One by one, Devotees present there, expressed their views. Some said that Arjuna was more devoted to Shrii Krishna than was Sudama, for he did all that the Lord asked him to do. Arjuna was the ideal of their life for he was a great karma yogii (yogi of selfless action) and the much-troubled world of today needed a karma yogii. A similar number were for Sudama. Even being such a poor man and knowing that his childhood playmate Krishna could shower riches on him, he never ever asked for even a little material help. Sudama was a greater devotee than was Arjuna. Sudama was their ideal. When all had expressed themselves, Gurudev said, “Devotion means unconditional self-surrender. The measure of devotion is the amount of this self-surrender. One who has more of it, is a greater devotee than one who has less of it.”

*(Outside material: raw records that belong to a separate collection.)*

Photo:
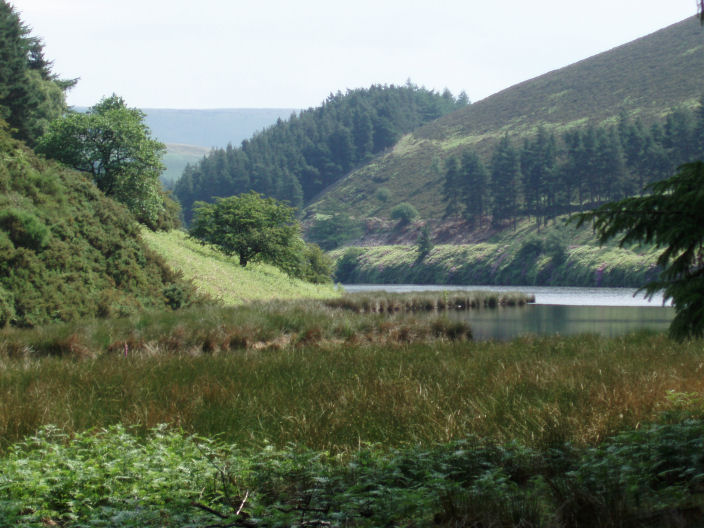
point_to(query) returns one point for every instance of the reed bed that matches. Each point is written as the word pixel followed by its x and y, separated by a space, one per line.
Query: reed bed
pixel 428 301
pixel 338 395
pixel 216 329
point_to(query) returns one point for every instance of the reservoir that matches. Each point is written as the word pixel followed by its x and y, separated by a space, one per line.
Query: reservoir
pixel 557 310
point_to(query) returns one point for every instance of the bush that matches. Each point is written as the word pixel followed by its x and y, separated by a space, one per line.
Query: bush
pixel 24 229
pixel 347 264
pixel 404 213
pixel 383 194
pixel 317 266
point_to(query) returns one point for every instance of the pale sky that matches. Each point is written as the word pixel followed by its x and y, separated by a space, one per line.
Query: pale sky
pixel 293 54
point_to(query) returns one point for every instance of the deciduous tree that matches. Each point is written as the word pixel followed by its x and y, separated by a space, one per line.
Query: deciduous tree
pixel 252 227
pixel 112 143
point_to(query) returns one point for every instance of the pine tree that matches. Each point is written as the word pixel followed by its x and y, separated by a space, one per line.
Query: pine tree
pixel 31 96
pixel 452 187
pixel 505 178
pixel 474 190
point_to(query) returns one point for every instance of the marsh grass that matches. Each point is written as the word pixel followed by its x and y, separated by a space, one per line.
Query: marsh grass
pixel 332 379
pixel 382 302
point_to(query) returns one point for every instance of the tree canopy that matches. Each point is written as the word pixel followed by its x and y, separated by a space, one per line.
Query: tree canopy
pixel 112 143
pixel 671 217
pixel 30 94
pixel 250 226
pixel 257 228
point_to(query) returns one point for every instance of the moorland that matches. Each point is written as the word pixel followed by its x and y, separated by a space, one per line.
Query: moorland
pixel 149 379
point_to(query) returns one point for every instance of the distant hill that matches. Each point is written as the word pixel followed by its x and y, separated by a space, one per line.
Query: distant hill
pixel 298 158
pixel 177 157
pixel 190 134
pixel 67 251
pixel 211 128
pixel 643 79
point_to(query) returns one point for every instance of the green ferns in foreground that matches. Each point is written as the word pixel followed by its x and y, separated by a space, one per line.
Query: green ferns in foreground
pixel 653 476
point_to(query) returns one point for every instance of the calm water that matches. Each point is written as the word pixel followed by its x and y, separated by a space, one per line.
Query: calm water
pixel 557 310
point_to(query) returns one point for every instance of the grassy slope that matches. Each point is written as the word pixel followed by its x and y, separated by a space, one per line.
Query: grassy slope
pixel 223 278
pixel 556 255
pixel 67 251
pixel 644 78
pixel 177 157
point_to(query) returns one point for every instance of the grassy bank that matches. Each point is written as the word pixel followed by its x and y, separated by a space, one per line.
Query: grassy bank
pixel 330 380
pixel 223 278
pixel 297 414
pixel 559 254
pixel 499 264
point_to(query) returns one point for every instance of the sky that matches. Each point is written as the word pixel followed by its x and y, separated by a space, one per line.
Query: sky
pixel 293 54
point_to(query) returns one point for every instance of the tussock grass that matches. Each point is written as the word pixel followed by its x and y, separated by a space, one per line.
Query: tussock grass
pixel 382 302
pixel 223 278
pixel 330 381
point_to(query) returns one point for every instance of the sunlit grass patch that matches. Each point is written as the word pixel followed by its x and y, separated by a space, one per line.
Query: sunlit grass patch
pixel 223 278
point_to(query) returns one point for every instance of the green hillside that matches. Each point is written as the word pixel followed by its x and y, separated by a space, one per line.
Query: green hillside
pixel 67 251
pixel 177 157
pixel 222 278
pixel 556 255
pixel 644 79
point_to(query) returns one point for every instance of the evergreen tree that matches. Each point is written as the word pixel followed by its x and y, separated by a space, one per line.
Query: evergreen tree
pixel 537 168
pixel 474 190
pixel 452 187
pixel 31 96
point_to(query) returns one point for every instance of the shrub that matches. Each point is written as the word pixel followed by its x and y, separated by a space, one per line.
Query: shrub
pixel 383 194
pixel 317 266
pixel 404 213
pixel 347 264
pixel 24 229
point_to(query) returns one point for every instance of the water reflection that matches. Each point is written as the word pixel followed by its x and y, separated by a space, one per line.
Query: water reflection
pixel 510 322
pixel 564 311
pixel 543 294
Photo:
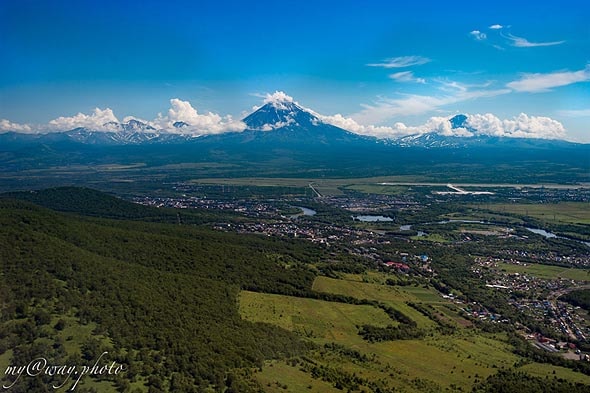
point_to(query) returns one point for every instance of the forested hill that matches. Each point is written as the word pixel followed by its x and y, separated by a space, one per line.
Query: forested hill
pixel 89 202
pixel 161 299
pixel 85 201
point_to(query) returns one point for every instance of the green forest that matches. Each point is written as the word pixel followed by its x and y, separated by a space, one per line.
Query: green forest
pixel 83 273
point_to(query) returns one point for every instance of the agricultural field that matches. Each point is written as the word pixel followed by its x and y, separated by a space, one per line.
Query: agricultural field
pixel 564 212
pixel 433 363
pixel 318 320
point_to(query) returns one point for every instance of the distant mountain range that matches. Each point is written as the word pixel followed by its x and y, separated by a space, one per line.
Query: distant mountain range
pixel 281 139
pixel 275 123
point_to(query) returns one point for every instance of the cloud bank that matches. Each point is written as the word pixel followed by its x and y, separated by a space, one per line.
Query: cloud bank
pixel 521 126
pixel 183 118
pixel 98 120
pixel 199 124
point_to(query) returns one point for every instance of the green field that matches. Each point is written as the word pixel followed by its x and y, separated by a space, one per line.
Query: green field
pixel 315 319
pixel 435 362
pixel 565 212
pixel 547 271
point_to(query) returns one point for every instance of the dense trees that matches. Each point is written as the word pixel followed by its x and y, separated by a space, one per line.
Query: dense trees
pixel 163 295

Gurudev paused and then said, “Arjuna and Sudama were great devotees. But while comparing their devotion with a yardstick, we have to say that Sudama was a greater devotee than was Arjuna. You know the story in the Mahábhárata – Arjuna refused to fight when Shrii Krishna asked him to do so. This shows that Arjuna did not have full faith in and complete surrender to Shrii Krishna. Had there been complete surrender, Arjuna would have done as directed by Shrii Krishna. On the other hand, we notice a complete surrender by Sudama. He never desired anything from Krishna, his friend, who could have given him anything and everything. Howsoever he was, he remained content. Even when his wife forced him to go to Shrii Krishna to request Him to remove his poverty, he went to Him but did not ask for a thing. Sudama was a greater devotee than was Arjuna.”
Gurudev again paused and then continued in reference to the second part of the original question. “Now whom should you take to be your ideal? Neither of the two – neither Sudama nor Arjuna. You do know that neither of the two is perfect – so how to take anything imperfect as the ideal of life? Your ideal has to be perfect – so your ideal is to be the Lord and the Lord alone. No one else should be your ideal.

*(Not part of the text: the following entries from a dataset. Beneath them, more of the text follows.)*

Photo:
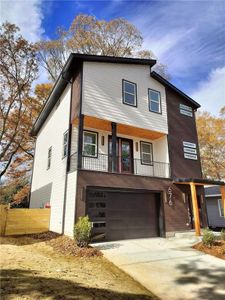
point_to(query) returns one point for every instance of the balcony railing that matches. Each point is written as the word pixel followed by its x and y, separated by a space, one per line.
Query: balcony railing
pixel 123 165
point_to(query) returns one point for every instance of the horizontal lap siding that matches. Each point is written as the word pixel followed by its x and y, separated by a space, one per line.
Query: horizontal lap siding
pixel 51 135
pixel 102 95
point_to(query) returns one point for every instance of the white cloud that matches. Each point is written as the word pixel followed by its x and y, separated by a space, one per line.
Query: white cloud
pixel 26 14
pixel 211 92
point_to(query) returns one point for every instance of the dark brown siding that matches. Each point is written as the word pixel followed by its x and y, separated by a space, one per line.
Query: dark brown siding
pixel 176 216
pixel 181 128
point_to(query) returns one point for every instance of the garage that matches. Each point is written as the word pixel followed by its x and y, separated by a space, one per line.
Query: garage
pixel 119 214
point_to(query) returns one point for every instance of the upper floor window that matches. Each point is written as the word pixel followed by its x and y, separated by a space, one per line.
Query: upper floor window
pixel 146 153
pixel 129 93
pixel 65 143
pixel 49 158
pixel 220 206
pixel 90 144
pixel 154 101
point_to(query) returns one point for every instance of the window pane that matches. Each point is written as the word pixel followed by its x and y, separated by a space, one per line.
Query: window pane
pixel 146 158
pixel 89 138
pixel 129 87
pixel 146 148
pixel 154 106
pixel 154 96
pixel 130 99
pixel 89 150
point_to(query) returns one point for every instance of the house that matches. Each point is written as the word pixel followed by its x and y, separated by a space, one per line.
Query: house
pixel 215 210
pixel 118 142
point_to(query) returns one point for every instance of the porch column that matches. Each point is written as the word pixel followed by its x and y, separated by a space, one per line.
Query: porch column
pixel 195 209
pixel 114 138
pixel 80 141
pixel 222 190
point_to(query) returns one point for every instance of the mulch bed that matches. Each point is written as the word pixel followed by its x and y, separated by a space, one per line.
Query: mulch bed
pixel 218 249
pixel 65 245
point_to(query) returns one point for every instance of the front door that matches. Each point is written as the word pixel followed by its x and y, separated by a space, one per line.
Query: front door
pixel 124 154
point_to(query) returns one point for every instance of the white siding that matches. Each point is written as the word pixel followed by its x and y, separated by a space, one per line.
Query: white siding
pixel 102 95
pixel 160 155
pixel 70 203
pixel 51 135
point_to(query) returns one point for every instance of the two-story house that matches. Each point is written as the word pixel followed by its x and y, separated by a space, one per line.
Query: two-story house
pixel 113 141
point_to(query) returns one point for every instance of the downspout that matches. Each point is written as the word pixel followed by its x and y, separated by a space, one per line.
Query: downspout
pixel 68 155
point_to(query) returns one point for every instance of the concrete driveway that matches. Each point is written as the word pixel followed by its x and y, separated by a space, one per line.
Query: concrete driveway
pixel 169 268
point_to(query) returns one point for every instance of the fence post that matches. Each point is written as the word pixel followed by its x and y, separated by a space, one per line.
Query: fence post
pixel 3 218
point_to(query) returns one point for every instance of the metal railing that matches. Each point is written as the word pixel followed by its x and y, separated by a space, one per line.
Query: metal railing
pixel 124 165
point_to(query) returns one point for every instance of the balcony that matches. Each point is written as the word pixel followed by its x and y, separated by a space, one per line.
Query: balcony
pixel 121 165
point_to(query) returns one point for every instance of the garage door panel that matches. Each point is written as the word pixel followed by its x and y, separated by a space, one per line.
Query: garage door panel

And you should not pray to the Lord, ‘Make me this, make me that; make me Arjuna or make me Sudama.’ No, such should never be your prayer, for suppose the Lord wants you to become even greater than what you are praying to become? In such a case, you are creating a hindrance to your own welfare.
What you must do is simply surrender to the Lord and leave everything else to Him and Him alone. Your ideal should be the Lord, and your efforts should be towards a complete self-surrender. You should ask the Lord to make you what He wants. You should ask the Lord to take that work from You which He desires.
And if he finds that you have the potentialities to do His work, but you are lacking in self-surrender and you have not forgone your ego, then in such a case He will first create circumstances in which your ego will be forced to yield and surrender. After this only will the Lord choose you to be the medium for His work. You do know, similar was the case with Arjuna. Arjuna had the potentiality, but he also had some ego left in him. Shrii Krishna first made him surrender by showing His Virát́a rúpa (Cosmic form), and then alone was Arjuna chosen to be the medium.”